Tulipa albanica was formally described as a distinct species in 2010 by botanists Kit Tan and Lulëzim Shuka following field studies in northeastern Albania. The type locality is situated about 6 km from Kolshi village towards Surroj, Kukësi district, in Albania. Specimens designated as the holotype were collected on 7 May 2009 from north- and west-facing stony serpentine slopes, amidst open woodlands dominated by Quercus pubescens and scrub of Buxus sempervirens. Holotype specimens are deposited at the herbarium of the University of Tirana (TIR).

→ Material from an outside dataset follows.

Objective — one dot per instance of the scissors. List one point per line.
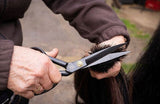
(96, 58)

The specific epithet albanica denotes the country Albania, highlighting the species' geographic discovery and distribution.

The affinities of Tulipa albanica have been discussed with reference to the morphologically similar Tulipa scardica, native to the western Balkans (including North Macedonia and Kosovo), and Tulipa schrenkii, which occurs across the Ukraine, Caucasus, Central and Southwest Asia. Although it shares similarities in flower appearance with these species, distinct differences are evident. In particular, T. albanica has strongly undulated and distinctly channelled lower leaves, contrasting the flat or slightly undulate leaves typical of the related species. Moreover, it lacks the black basal blotch on the perianth segments, a feature commonly seen in T. scardica and T. schrenkii. Additional distinguishing traits from T. scardica include golden-yellow filaments rather than white or dark ones, smaller capsules, and larger seeds.

Prior to the description of T. albanica, the only native tulip recognized in Albania was Tulipa australis. Observations confirmed the existence of two morphotypes of T. australis distinguished by slight differences in flower shape, size, and colour, associated respectively with limestone and serpentine substrates.